Папане то нравились подобные «почему», то совсем не нравились. Если нравились, он скрещивал ноги (если сидел, конечно) и слегка откидывался в кресле. Вот и сейчас откинулся. Сначала я даже не слышал папаниных слов, — достаточно было, что скрестил ноги и откинулся в кресле — значит, случилось по моему хотенью.
— Я слышал, воюют евреи с арабами.
— А почему?
— Ну, не в восторге они друг от друга, — изрёк папаня, — притом изначально. Старая история, видишь ли.
— А зачем тогда в газете пишут, что всё, Третья мировая у ворот? — задал я закономерный вопрос.
— Во-первых, чтоб газеты продавались, — улыбнулся папаня, — С таким заглавием расхватают как горячие пирожки. И потом, американцы за евреев, а русские — за арабов.
— Евреи и израильтяне — это одно и то же.
— Представь себе, я в курсе.
— А кто такие арабы?
— А арабы — это все остальные. В смысле, соседние страны: Иордания, Сирия…
— Египет.
— Молодец, разбираешься.
— Святое Семейство скрывалось от царя Ирода в Египте.

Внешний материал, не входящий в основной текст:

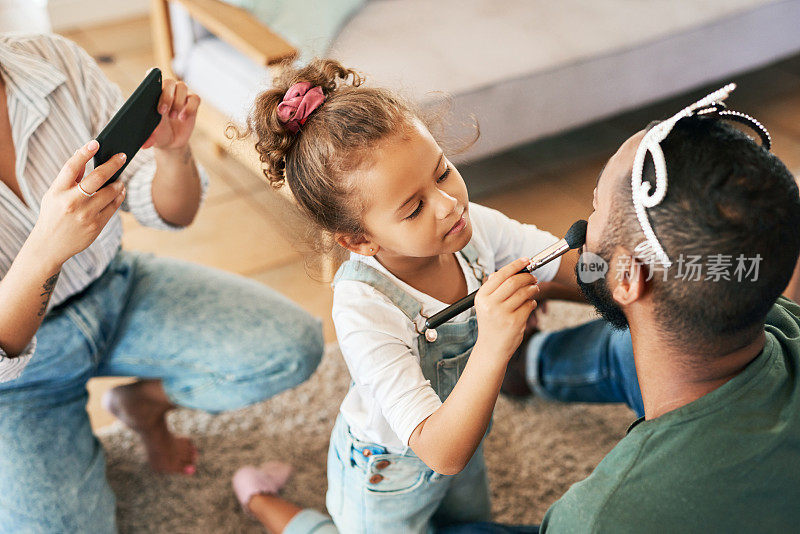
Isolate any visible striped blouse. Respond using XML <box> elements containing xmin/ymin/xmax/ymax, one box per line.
<box><xmin>0</xmin><ymin>34</ymin><xmax>208</xmax><ymax>382</ymax></box>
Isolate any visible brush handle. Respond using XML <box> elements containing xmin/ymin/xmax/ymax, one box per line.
<box><xmin>425</xmin><ymin>294</ymin><xmax>476</xmax><ymax>330</ymax></box>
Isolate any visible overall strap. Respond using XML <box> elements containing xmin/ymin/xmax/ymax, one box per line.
<box><xmin>333</xmin><ymin>260</ymin><xmax>422</xmax><ymax>324</ymax></box>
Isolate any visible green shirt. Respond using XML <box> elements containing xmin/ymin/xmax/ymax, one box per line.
<box><xmin>541</xmin><ymin>297</ymin><xmax>800</xmax><ymax>534</ymax></box>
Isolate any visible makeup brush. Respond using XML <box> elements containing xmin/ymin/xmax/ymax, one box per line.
<box><xmin>425</xmin><ymin>219</ymin><xmax>588</xmax><ymax>332</ymax></box>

— И это правильно. На юге всегда плотник найдёт халтурку.
Мне было невдогад, к чему папаня сказал про халтурку, но наверняка мамане эта фраза пришлась бы не по душе. Впрочем, мамани с нами не было, и я спокойно посмеялся.
— Евреи побеждают, — продолжал папаня, — В хвост и в гриву бьют этих мусульман. Удачи им.
— Евреи, они ходят к мессе по субботам, — сообщил я папане.
— Ну да, в синагогу.
— И во Христа не верят.
— Ну да.
— А почему они во Христа не верят?
— Э-э…
Я подождал.
— Ну, люди в разное верят.
Хотелось более развёрнутого ответа.
— Кто-то верит в Бога, кто-то нет.
— Коммунисты в Бога не верят, — блеснул я познаниями.
— Точно, — удивился папаня, — А кто тебе рассказал?
— Мистер Хеннесси.
— Молодец этот ваш мистер Хеннесси, — сказал папаня. Я догадывался, что сейчас он прочтёт какие-нибудь стихи; папаня часто обращался к поэзии.
— И вся толпа в молчании дивилась, сколь много в малой голове вместилось. Кто-то верит в то, что Иисус — сын Божий, кто-то не верит.
— Ты-то веришь?
— Я-то? — переспросил папаня. — Верю. А к чему ты спрашиваешь? Мистер Хеннесси поручил разузнать?
— Что ты, нет, — сказал я.
Лицо папани изменилось.
— Израильтяне — народ великий и удивительный, — проговорил он, — Гитлер истреблял их и почти ведь истребил, а посмотри, как сейчас живут. Расстреливали их, жгли, газом травили. И всё равно они победители. Иногда думается: не переехать ли в Израиль? Хочешь, Патрик, в Израиль?
— Не знаю, папаня. Почему бы и не в Израиль?
Я не только знал, где расположен Израиль, но и помнил его очертания на карте. Израиль был похож на стрелу.
— Там жарища, — опять проявил я познания.
— Угу.
— А зимой всё равно снег.
— Вот! Красота в разнообразии. А здесь зимой дождь, летом дождь, тьфу…
— Они без ботинок ходят.
— Новое дело, а в чём же они носят?
— В сандаликах.
— Как этот… Как его?
— Теренс Лонг.
— Во-во, Теренс Лонг.
Мы оба засмеялись.
— Теренс Лонг — дурачок,
Как китаец, без носок.
— Бедняга Теренс, — сказал папаня, — Ехал бы в Израиль, там сандалии в порядке вещей.
— Вторая Мировая — какая она? — спросил я.